4. Results and Discussion
4.1. Accuracy
- Pattern Matching: Achieved high accuracy in object detection, with straightforward configuration by adjusting a single threshold and angle.
- SIFT: Demonstrated efficiency in finding key points, especially effective in rotation scenarios, contributing to its versatility across various applications.
- ORB: Maintained reliable detection accuracy for the front side of objects under certain conditions but showed limitations in recognizing the back part of matchboxes.
- Haar Cascade: Despite a time-intensive training process, Haar Cascade exhibited effective detection performance, resulting in acceptable accuracy.
4.2. Robustness to Variability
- Pattern Matching: Demonstrated robustness to variability, showcasing resilience to changes in object appearance, lighting, and orientation.
- SIFT: Proved robust against scale, rotation, and illumination changes, contributing to its adaptability in diverse conditions.
- ORB: Displayed limitations in recognizing specific object orientations, impacting its robustness to variability.

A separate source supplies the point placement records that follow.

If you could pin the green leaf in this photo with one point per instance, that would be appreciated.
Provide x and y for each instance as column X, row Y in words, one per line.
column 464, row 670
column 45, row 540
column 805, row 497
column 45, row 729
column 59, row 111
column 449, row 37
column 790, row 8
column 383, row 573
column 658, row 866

However, it remained reliable under certain conditions.
- Haar Cascade: Showed resilience to variations in object appearance and lighting conditions, contributing to its effectiveness in real-world scenarios.
4.3. Computational Speed
- Pattern Matching: Achieved fast detection speed, taking only a few seconds for implementation.
- SIFT: Boasted a fast implementation with efficient key point detection, contributing to its real-time applicability.
- ORB: Exhibited slower execution speed, contrary to expectations for a binary method, suggesting potential performance optimizations.
- Haar Cascade: Demonstrated quick detection post-training, with the inevitable and initial time investment required during the training phase.
4.4. Detection Sensitivity
- Pattern Matching: Exhibited sensitivity to changes in the detection threshold, offering flexibility in configuration.
- SIFT: Showed sensitivity to parameter adjustments, with a relatively quick tuning process.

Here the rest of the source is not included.